Levy acknowledged that “this experiment diverges from the real world in a lot of ways.” The pregnant caller earned a slightly higher appointment rate, which may have been due to the prejudices of the appointment secretary. Levy said the study also couldn’t measure whether callers tried harder to get an appointment depending on the role they played. Because callers were acting as new patients, those least likely to get a quick appointment, the study focused on “the worse-case scenario.”

The study’s interviewers completed their two calls with 430 clinics, 14 percent of which were safety-net clinics. Insured callers received an appointment 65 percent of the time, while 35 percent of those on Medicaid received an appointment—a 30-point gap. But “the uninsured-private gap is statistically nonexistent.” When the uninsured told the secretary they only had $20, there was a 29-point gap between the uninsured and privately insured.

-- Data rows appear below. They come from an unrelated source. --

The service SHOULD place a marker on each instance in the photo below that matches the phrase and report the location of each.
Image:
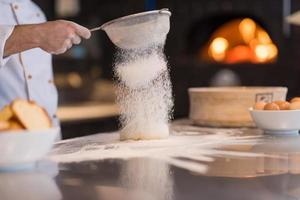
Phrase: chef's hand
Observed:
(56, 37)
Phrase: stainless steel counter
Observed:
(194, 163)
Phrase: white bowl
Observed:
(277, 122)
(25, 147)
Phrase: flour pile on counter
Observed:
(144, 93)
(197, 150)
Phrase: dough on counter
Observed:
(148, 133)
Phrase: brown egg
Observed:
(283, 105)
(295, 99)
(295, 105)
(271, 106)
(259, 105)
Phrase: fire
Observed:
(242, 40)
(247, 28)
(218, 48)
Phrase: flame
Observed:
(261, 52)
(218, 48)
(266, 52)
(242, 40)
(263, 37)
(247, 28)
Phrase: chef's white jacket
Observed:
(28, 74)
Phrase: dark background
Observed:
(192, 23)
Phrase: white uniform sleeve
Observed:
(5, 32)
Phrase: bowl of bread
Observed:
(26, 133)
(277, 117)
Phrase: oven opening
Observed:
(234, 41)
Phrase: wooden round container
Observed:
(228, 106)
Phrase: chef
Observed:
(26, 44)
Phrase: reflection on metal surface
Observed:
(28, 185)
(205, 151)
(151, 176)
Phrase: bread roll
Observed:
(30, 115)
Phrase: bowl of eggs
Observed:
(277, 117)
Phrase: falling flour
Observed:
(144, 93)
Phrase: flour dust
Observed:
(144, 93)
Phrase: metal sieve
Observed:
(138, 30)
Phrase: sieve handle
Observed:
(96, 29)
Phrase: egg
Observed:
(295, 99)
(259, 105)
(271, 106)
(283, 105)
(295, 105)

The ER physicians were “appalled” by the fact that even insured patients only got an appointment two-thirds of the time, she said, noting the study confirmed “there is a big gap in access for Medicaid patients.” Surprisingly, “the uninsured can get an appointment until they say they can’t bring money.”

...
 
Actually, I think this misses the point: people arguing for the status quo are not supporting a free market. The health insurance market is regulated. Very regulated. It's regulated up and down, with a hodgepodge of random, sometimes contradictory, incredibly difficult to follow laws that vary by each state, not to mention nationally. It's that hodgepodge of regulation that has perpetuated the employment based system and gives companies little incentive to offer decent individual insurance. The status quo is not free market. It's a mess. And that's relevant for a number of reasons:
- A national system could reduce the number of regulations that insurance companies have to follow by making one national standard. This would also likely reduce the overhead cost of health insurance companies, since they would have just one standard to follow.

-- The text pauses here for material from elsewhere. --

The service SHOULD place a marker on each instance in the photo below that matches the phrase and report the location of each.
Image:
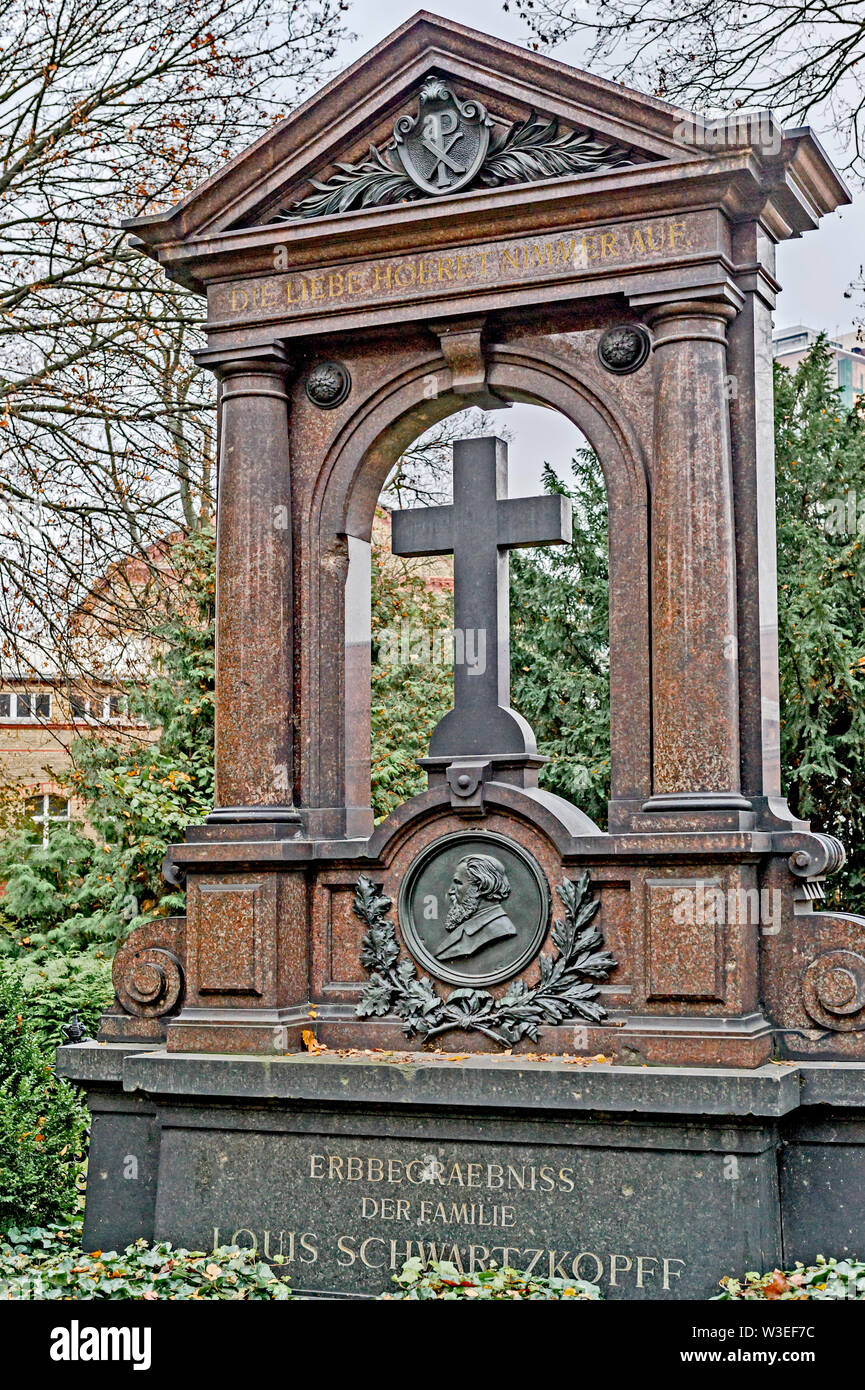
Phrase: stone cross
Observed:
(479, 530)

- A national system could be more free market, by creating a system under which insurance companies can truly compete for individual business, and under which consumers have real choice in their insurance company, rather than being bound through their employer (not to mention that, in many cases with self-funded plans, their employer is not on their side).

- Back to the first point: asking how we can change the system without "regulating more" is the wrong question. At the risk of sounding a bit like a lame motivational speaker, the question is how do we regulate better. There is already plenty of regulation out there. It's just regulation that is unfocused, disorganized, and cumbersome on all involved.


And contrary to popular belief, Medicare and Medicaid aren't federally monolithic--they're separated by state and run differently in each. My employer is mostly in Virginia, but we have patients from over the borders in West Virginia and North Carolina. Virginia Medicaid pays on time. WV Medicaid pays, but only after ridiculously vast delays. NC Medicaid holds onto money like the heirs of J Howard Marshall and fights every line of every claim for as long as possible in the hopes you'll give up. Scrooge has nothing on NC Medicaid. If ever a state agency needs to be bulldozered by jackbooted federal thugs, it's them.
 
A free market approach has never worked well for the provision of health care. It's been tried in the past and has always failed to provide adequate care for large segments of the population. Economists can even explain why a free market in health care is doomed to failure.

What is fascinating is the number of otherwise intelligent people who cannot get past their irrational fears and ideological biases to understand this.